Avaliação do padrão de uso do álcool entre moradores de uma região socialmente
vulnerável
Introdução
As substâncias psicoativas possuem, atualmente, caráter de mercadoria, visto
que estão inseridas em uma sociedade capitalista e configuram-se como mais um
produto para consumo. Esse problema é complexo e exige enfoque multidisciplinar
de saúde pública, pois o consumo destas substâncias ultrapassa os aspectos
legais, jurídicos e sociais (Ministério da Justiça, 2013).

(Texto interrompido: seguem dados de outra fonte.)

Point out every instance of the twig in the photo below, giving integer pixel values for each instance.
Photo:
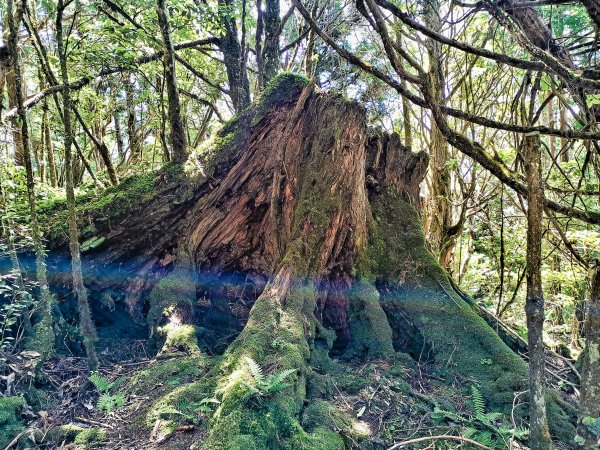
(16, 439)
(93, 422)
(440, 437)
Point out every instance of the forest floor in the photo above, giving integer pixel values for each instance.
(372, 405)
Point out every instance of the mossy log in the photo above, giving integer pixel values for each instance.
(292, 237)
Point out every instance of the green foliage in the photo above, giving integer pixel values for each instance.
(17, 302)
(10, 425)
(87, 438)
(592, 424)
(487, 428)
(107, 402)
(264, 386)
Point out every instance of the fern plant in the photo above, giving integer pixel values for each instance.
(107, 402)
(264, 386)
(487, 428)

O consumo de álcool apresenta grande influência nos índices de morbimortalidade
mundial, pois quando consumido em um padrão nocivo pode ocasionar comorbidades
clínicas como: cirrose hepática, intoxicações, câncer hepático, entre outras
doenças. Além disso, pode influenciar em acidentes, quedas e homicídios (Meloni
e Laranjeira, 2004).
A maior porcentagem de pessoas que consomem álcool no Brasil concentra-se nas
classes "A" e "B", entretanto, segundo Laranjeira, Pinsky, Zaleski,e Caetano,
(2007) a classe "E" consome um maior número de doses a cada vez que se bebe. O
beber excessivamente todos os dias ou a ocorrência de repetidos episódios de
intoxicação pelo álcool são padrões de uso que causam prejuízos físicos,
mentais e sociais para o indivíduo (Minto, Corradi-Webste, Gorayeb, Laprega, e
Furtado, 2007).
O álcool, entre as drogas de abuso, é a substância psicoativa mais largamente
consumida no mundo. O II Levantamento Nacional de Álcool e Drogas (II LENAD)
feito no Brasil e publicado em 2013 aponta que a taxa de dependência e/ou abuso
de álcool na população é de 6,8%, sendo 10,5% homens e 3,6% mulheres
(Laranjeira, Madruga, Ribeiro, Pinsky, Caetano,e Mitsuhiro, 2013).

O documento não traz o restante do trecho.